The 42% Surge
Battery energy storage systems (BESS) are no longer a footnote in grid planning—they are now a structural force. CAISO's own data shows that increased solar generation is driving more midday charging, and battery discharge during evening hours is directly reducing the need for natural gas peakers.
Nationally, capacity across all balancing areas exceeded 25,600 MW at year-end 2025. While Texas surpassed California in new utility-scale GW deployed during 2025, California still holds the top cumulative position across all deployment categories at 59.8 GWh.
The Oversaturation Question
The rapid buildout is raising a critical question: can CAISO absorb more storage without undermining the economic case? Industry experts point to several warning signals:
- Arbitrage compression: As more batteries compete for the same midday-charge/evening-discharge window, the price spread narrows, reducing per-MWh revenue for each incremental battery.
- Internal congestion: CAISO's early March 2026 market performance report noted that California balancing area prices remain comparatively high due to transmission constraints, meaning batteries in some zones may be unable to efficiently export stored energy.
- Supply chain risk: New "foreign entity of concern" (FEOC) regulations could restrict access to Chinese battery cells—the dominant supply source—potentially delaying projects and raising hardware costs by 15-25%.
What This Means for Commercial Buyers
For commercial energy managers in California, the implications cut both ways.

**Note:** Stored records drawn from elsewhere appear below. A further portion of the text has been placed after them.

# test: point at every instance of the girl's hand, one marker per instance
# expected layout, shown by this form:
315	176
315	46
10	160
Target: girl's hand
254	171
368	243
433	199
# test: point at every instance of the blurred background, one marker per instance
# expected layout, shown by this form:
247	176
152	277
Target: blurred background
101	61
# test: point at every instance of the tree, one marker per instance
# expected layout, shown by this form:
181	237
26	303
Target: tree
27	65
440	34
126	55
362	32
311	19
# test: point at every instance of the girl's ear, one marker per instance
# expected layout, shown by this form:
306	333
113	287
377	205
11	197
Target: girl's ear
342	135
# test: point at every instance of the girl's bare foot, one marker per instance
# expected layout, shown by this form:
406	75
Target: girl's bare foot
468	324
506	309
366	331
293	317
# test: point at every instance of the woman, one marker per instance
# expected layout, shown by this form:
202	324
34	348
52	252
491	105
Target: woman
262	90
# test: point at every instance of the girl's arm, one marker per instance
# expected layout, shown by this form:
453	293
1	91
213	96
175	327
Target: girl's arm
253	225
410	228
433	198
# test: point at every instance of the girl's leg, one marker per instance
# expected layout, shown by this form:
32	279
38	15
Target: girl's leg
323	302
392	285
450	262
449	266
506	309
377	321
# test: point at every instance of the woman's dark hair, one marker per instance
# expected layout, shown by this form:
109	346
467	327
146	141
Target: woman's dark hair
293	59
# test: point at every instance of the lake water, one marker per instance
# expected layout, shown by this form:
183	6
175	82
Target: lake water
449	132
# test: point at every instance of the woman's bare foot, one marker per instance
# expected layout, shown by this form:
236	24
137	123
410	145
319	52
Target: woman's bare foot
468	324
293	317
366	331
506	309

On one hand, battery oversaturation could push down wholesale evening peak prices, reducing demand charges. On the other, if arbitrage margins collapse, fewer new batteries will be built—potentially tightening capacity in future summers.
Procurement Strategy
- Lock in favorable demand charge reductions now while battery saturation is still driving down evening peaks.
- Monitor FEOC supply chain rules for potential cost increases that could slow new deployments.
- Evaluate behind-the-meter storage while hardware costs remain competitive—delays could mean higher prices by late 2026.